If there's one thing, we've learned from COVID-19 this year, it’s the relevance and value of the phrase, ‘Prevention is better than cure’. a bit like you're slathering your hands with sanitizers every quarter-hour to stop infection, your legacy eLearning courses also need something to stop them from becoming obsolete – which something is converting them from Flash to HTML5!
1. As we Know Prevention is better than Cure!
If there's one thing, we've learned from COVID-19 this year, it’s the relevance and value of the phrase, ‘Prevention is better than cure’. a bit like you're slathering your hands with sanitizers every quarter-hour to stop infection, your legacy eLearning courses also need something to stop them from becoming obsolete – which something is converting them from Flash to HTML5!
Once 2021 is completed, all Flash-based eLearning courses will lose their browser functionality – there'll be no scope for conversion or updates of any kind then and organization will go for Flash to HTML5 conversion Services. Losing many legacy courses won't only severely impact your online educational program, it'll also mean thousands of dollars down the drain. it'll be extremely expensive to develop all those courses once more from scratch, and even be an enormous waste of your time and energy.
Won’t it's smarter to easily plan for a Flash to HTML5 conversion now than browsing all that trouble and wasting thousands of coaching dollars later?
2. Mobile Responsiveness
Now, this one is totally inarguable and shouldn’t face any resistance whatsoever. Mobile learning is not any more a luxury, it's become a crucial requirement in corporate training. Earlier, stakeholders would specify if they needed certain courses to be responsive. Over the past few years, responsiveness is being taken without any consideration when it involves eLearning course design and development.
But your legacy courses tell a really different story. Courses developed using Flash were rarely mobile-friendly, including responsive. that's because Flash was designed for a world of PCs and mice and not for the ‘touch and scroll world’ of mobile devices.
In the last decade, iPhones, smartphones, and other mobile devices became extremely popular and also quite common. The mobile revolution has transformed our lives, such a lot in order that modern learners prefer mobile learning above sitting behind a desk and taking courses. And why shouldn’t they?
Mobile learning certainly makes life easier for learners. They get to require training consistent with their convenience. they have not waste time and interrupt their work hours for training, they will easily access courses and learn while commuting to and from work, or during lunch hours, or anytime, anywhere they need or require information. Moreover, looking back, you’ll see that recovery from the training disruptions during the lockdown was possible only with remote learning – which was made possible by mobile learning.
Migrating eLearning courses from Flash to HTML5 also will offer you a chance to form them mobile responsive and usher them into this new era of corporate training.
3. Making Way for Millennial-friendly eLearning
Now we've to deal with the millennials within the room!
Millennials within the workforce have certainly generated many odd responses over the years. they're often underestimated, treated with prejudice, not taken seriously, and even mocked at for his or her attitudes and temperaments. But honestly, they aren’t going anywhere. they're here, and that they are only getting to increase in number over subsequent several years. and check out as you would possibly, they won’t be folded into neat little compartments just like the previous generations. they're unique and celebrate their uniqueness. They know what they need and the way they need them, and can get their way, be it in life or corporate training.
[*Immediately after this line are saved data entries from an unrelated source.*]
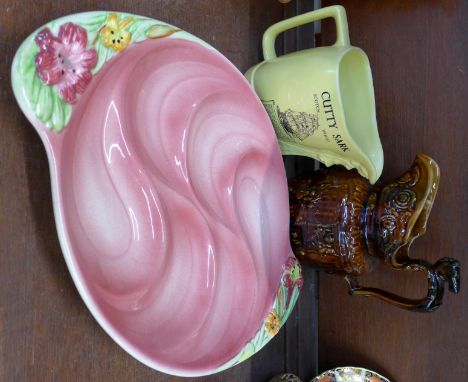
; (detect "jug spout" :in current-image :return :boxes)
[365,154,441,261]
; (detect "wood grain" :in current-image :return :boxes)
[319,1,468,381]
[0,1,318,381]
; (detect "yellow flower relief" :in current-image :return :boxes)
[100,13,134,52]
[265,310,281,337]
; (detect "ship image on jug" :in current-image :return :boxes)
[262,100,319,141]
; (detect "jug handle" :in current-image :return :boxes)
[345,245,460,312]
[263,5,350,60]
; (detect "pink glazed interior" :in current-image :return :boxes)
[43,38,291,373]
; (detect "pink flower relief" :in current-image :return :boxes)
[283,257,304,291]
[34,23,98,104]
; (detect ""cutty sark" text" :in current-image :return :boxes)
[321,92,349,152]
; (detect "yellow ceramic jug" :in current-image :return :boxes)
[245,6,384,183]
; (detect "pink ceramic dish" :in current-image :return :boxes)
[11,12,303,376]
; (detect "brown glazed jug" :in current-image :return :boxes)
[289,154,460,312]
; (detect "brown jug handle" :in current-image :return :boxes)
[345,246,460,312]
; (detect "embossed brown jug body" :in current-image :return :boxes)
[289,154,460,311]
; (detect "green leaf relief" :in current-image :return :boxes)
[146,24,181,39]
[36,84,53,122]
[237,342,256,363]
[282,286,300,325]
[93,37,116,74]
[28,66,41,105]
[128,18,156,43]
[52,94,71,131]
[277,284,287,317]
[77,13,107,32]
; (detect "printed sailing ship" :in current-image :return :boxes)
[278,107,318,141]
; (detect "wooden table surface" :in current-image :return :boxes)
[0,1,318,381]
[318,1,467,381]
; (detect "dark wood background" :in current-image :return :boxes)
[1,0,467,381]
[0,1,318,381]
[318,1,467,381]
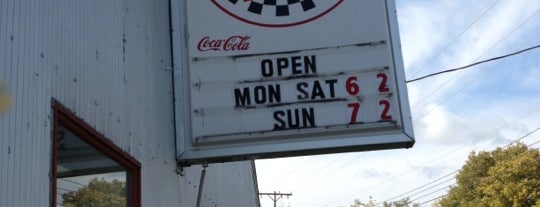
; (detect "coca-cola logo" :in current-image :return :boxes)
[197,35,251,52]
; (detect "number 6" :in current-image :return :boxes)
[346,76,359,95]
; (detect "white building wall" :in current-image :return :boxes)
[0,0,260,206]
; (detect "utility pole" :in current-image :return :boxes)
[259,191,292,207]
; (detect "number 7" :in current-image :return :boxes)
[348,103,360,124]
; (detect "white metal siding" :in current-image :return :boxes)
[0,0,52,206]
[0,0,259,206]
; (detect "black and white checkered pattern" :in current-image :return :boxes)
[228,0,316,16]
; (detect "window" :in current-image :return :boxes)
[52,102,140,207]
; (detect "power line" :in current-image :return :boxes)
[319,153,366,177]
[406,43,540,83]
[388,128,540,206]
[416,139,540,205]
[291,153,366,191]
[265,4,540,206]
[410,9,540,123]
[410,182,455,203]
[503,127,540,148]
[320,4,540,207]
[383,127,540,203]
[57,187,76,193]
[409,0,502,79]
[379,170,458,204]
[409,8,540,111]
[260,192,292,207]
[270,156,316,185]
[418,194,446,206]
[389,106,540,193]
[370,104,540,205]
[323,79,540,207]
[386,123,540,204]
[382,123,540,204]
[528,139,540,148]
[59,178,87,187]
[286,154,348,190]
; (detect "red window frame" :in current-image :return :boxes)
[51,101,141,207]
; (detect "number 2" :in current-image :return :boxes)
[377,73,389,93]
[379,100,392,121]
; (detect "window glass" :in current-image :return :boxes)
[55,125,129,207]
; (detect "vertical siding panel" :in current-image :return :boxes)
[5,0,13,202]
[10,0,20,204]
[0,0,7,203]
[0,0,9,204]
[16,0,25,201]
[29,2,39,206]
[0,0,6,196]
[19,1,29,206]
[38,0,52,203]
[35,0,48,203]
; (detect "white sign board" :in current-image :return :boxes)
[174,0,414,165]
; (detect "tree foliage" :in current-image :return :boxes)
[436,143,540,207]
[340,197,419,207]
[344,198,377,207]
[383,197,419,207]
[62,177,126,207]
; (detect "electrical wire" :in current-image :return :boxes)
[330,102,540,207]
[406,43,540,83]
[285,154,348,190]
[59,178,87,187]
[321,3,540,207]
[410,183,456,203]
[381,127,540,204]
[56,187,76,193]
[270,156,316,185]
[409,8,540,111]
[414,25,540,123]
[379,170,458,204]
[408,0,502,79]
[416,139,540,205]
[268,3,540,206]
[412,31,540,121]
[392,130,540,206]
[503,127,540,148]
[528,139,540,148]
[418,194,446,206]
[291,153,366,191]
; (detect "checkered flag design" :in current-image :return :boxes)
[228,0,316,16]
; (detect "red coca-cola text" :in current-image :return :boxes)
[197,35,251,52]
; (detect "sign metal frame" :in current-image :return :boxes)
[172,0,414,166]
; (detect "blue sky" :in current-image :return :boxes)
[256,0,540,206]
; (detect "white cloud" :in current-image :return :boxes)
[415,104,508,145]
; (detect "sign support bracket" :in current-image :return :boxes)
[196,163,209,207]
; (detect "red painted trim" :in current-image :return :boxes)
[51,101,141,207]
[210,0,344,28]
[51,103,58,207]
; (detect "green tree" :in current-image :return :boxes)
[62,177,126,207]
[437,143,540,207]
[383,197,419,207]
[340,197,377,207]
[340,197,418,207]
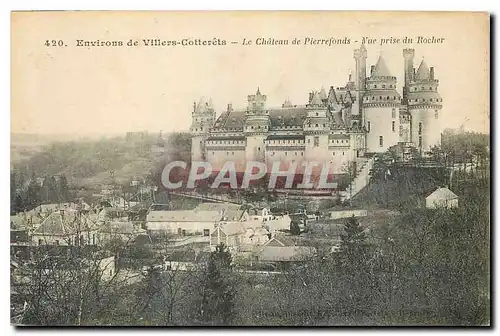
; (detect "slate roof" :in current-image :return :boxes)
[147,203,245,222]
[33,212,98,236]
[212,107,310,131]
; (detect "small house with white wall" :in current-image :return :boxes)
[426,187,459,209]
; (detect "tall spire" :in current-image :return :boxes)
[319,86,327,100]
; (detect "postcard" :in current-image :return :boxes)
[10,11,490,326]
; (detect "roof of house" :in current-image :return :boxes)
[33,212,98,236]
[147,210,221,222]
[426,187,458,201]
[217,222,246,236]
[257,245,316,262]
[98,221,146,235]
[264,233,296,247]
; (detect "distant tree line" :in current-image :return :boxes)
[10,168,70,214]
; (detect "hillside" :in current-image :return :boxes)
[11,132,192,188]
[351,165,449,210]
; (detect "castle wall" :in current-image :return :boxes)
[245,135,267,162]
[191,136,205,162]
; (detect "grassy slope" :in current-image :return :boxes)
[351,165,448,210]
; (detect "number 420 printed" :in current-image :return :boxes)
[45,40,67,47]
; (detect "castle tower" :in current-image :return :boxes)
[353,44,368,117]
[403,48,415,104]
[244,88,270,162]
[362,54,402,153]
[304,91,330,163]
[407,58,443,152]
[190,97,216,162]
If you’re wondering why, I'm waxing lyrical about the millennials rather than talking about Flash to HTML5 conversion, it's because both of them are related. Let me explain. We discussed within the last point how legacy courses aren't mobile-friendly – which makes them unsuitable for the screen-gazing millennial generation. Moreover, if you open a legacy course and take a glance at the planning and interactivities, you’ll accept as true with me that they might not appeal to the millennial generation.
Millennials want learning to be precise, minimalistic, effective without being boring, without being unnecessarily fancy, and interactive without an excessive amount of complexity. Those lengthy legacy courses with a touch too complex interactivity are a far cry from that, right? So, Flash to HTML5 conversion isn't only necessary to save lots of your training budgets but also to form corporate training more millennial-friendly.
4. Future-proofing eLearning Once and for All
Flash reigned over e Learning system and development for an extended time. Not without merit though, for it did transform eLearning courses for the higher. But despite this great legacy, there was one core flaw that brought on its demise which is being owned by Adobe. Adobe was a pioneer in developing a format for web-based content. But now that open standards like HTML5 have evolved and become a viable alternative for content on the online, and browsers offer the functionality of plugins, Adobe plans to withdraw support for the Flash player. Also, the method of updating or implementing changes in Flash was complicated as compared to the convenience of updating offered by HTML5-based authoring tools. So, while eLearning technology elsewhere was advancing in leaps and bounds, Flash was unable to stay up with those demands.